Mais chez Wenders,l'errance se révèle plus initiatique qu'amniotique et après avoir compris que "se parler à soi même ,ça consiste plus à écouter qu'à se parler " les trois errants pourront se dire au bout de l'aventure selon les mots de l'un d'eux "Pour la première fois je me vois comme quelqu'un qui a vécu un certain temps et ce temps c'est mon histoire".
3 commentaires:
Il m'arrive d'envier ceux qui peuvent choisir et délimiter le temps consacré à une expérience métaphysique... quand j'ai parfois l'impression qu'aussitôt ma conscience apparue, l'expérience s'étant pour ainsi dire imposée d'elle-même, elle allait durer un peu plus de 6H30. Si jeunes alors nous sommes, et déjà dans l'existence!Comme hors de notre être. J'ai aimé Alice dans les villes, partagé les faux mouvements, mais j’ignore … le fil du temps. Ce que j’y ai vu :Enfin, nous ne sommes pas tout seuls ! Enfin on peut trouver cela beau ! Enfin cette expérience s’accompagne de musique ! Enfin, c’est à distance… cette distance elle-même, que l’on peut, enfin contempler.
Même si je préfère les Italiens en cinéma il faut avouer que la description que tu fais des trois films donne envie de les regarder...
Quant à l'errance, il n'est pas toujours nécessaire d'aller très loin pour se touver.

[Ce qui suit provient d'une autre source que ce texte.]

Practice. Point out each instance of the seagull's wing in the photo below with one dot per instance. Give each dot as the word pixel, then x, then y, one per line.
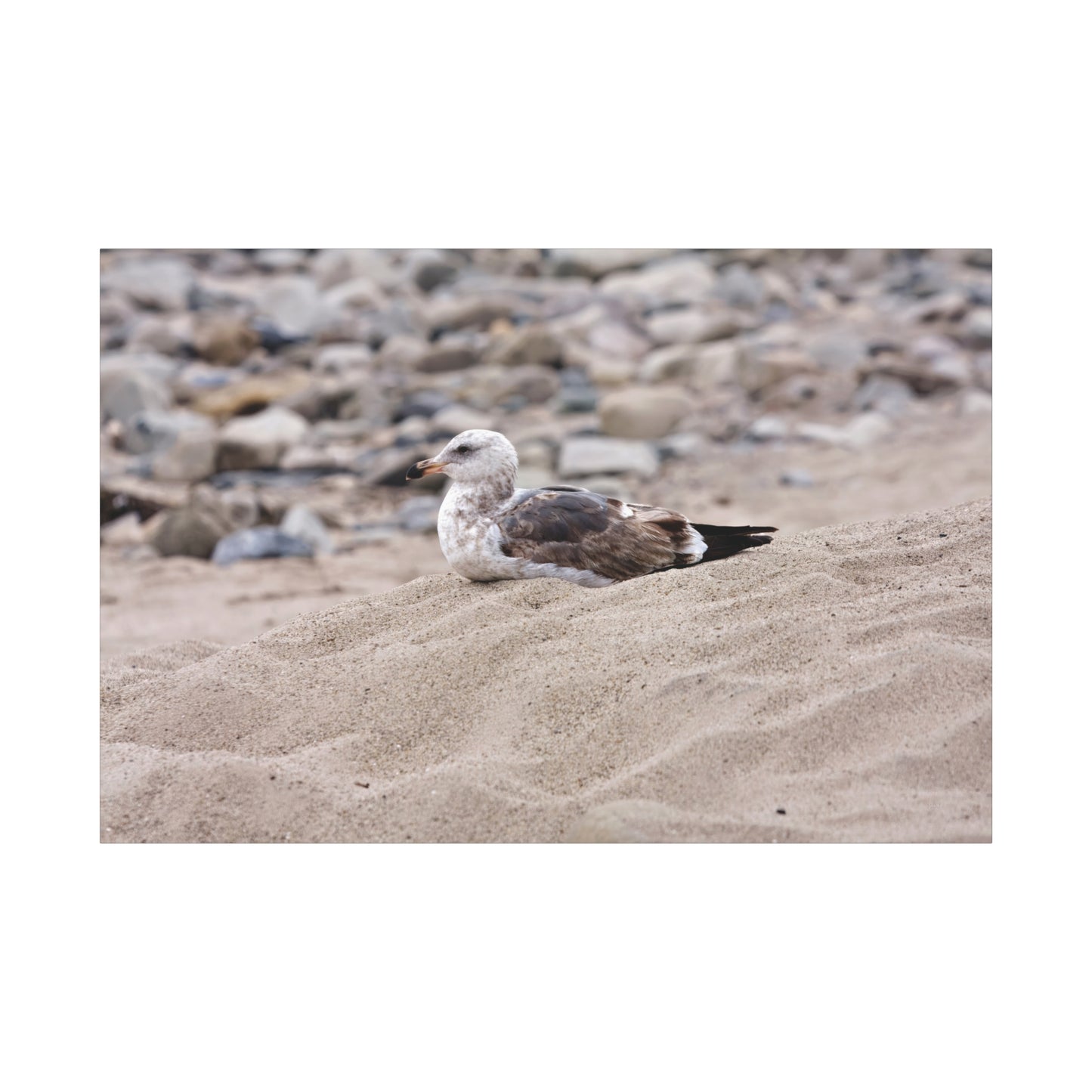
pixel 586 531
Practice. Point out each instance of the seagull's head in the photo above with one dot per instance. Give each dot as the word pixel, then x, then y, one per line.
pixel 476 456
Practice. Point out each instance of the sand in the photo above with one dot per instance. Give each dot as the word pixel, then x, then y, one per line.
pixel 936 462
pixel 831 687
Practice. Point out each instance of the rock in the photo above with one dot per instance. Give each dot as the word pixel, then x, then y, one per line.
pixel 949 306
pixel 866 428
pixel 979 326
pixel 682 446
pixel 419 515
pixel 190 458
pixel 249 393
pixel 460 419
pixel 403 352
pixel 193 530
pixel 596 262
pixel 531 344
pixel 605 370
pixel 389 466
pixel 797 480
pixel 643 413
pixel 169 334
pixel 709 365
pixel 413 431
pixel 125 394
pixel 761 366
pixel 537 453
pixel 577 398
pixel 675 281
pixel 866 263
pixel 301 522
pixel 885 393
pixel 225 340
pixel 280 261
pixel 446 358
pixel 692 324
pixel 821 434
pixel 618 340
pixel 273 339
pixel 258 441
pixel 125 531
pixel 767 428
pixel 425 403
pixel 255 543
pixel 838 351
pixel 159 429
pixel 342 356
pixel 242 505
pixel 154 365
pixel 493 385
pixel 480 311
pixel 333 268
pixel 583 456
pixel 292 304
pixel 360 292
pixel 305 458
pixel 739 287
pixel 984 370
pixel 429 269
pixel 159 283
pixel 974 401
pixel 954 370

Sur les voyages on peut lire Nicolas Bouvier... On the road again comme dirait Bernard !
"Auf Dem Zeit" Film initiatique sur lequel j'ai rédigé un article dans "L'écho des platanes" journal de mon lycée en ce temps là... Le plus dur a été "l'impression" avec une machine à tambour qui encrait autant l'opérateur que le papier! Un comble pour un fils d'imprimeur.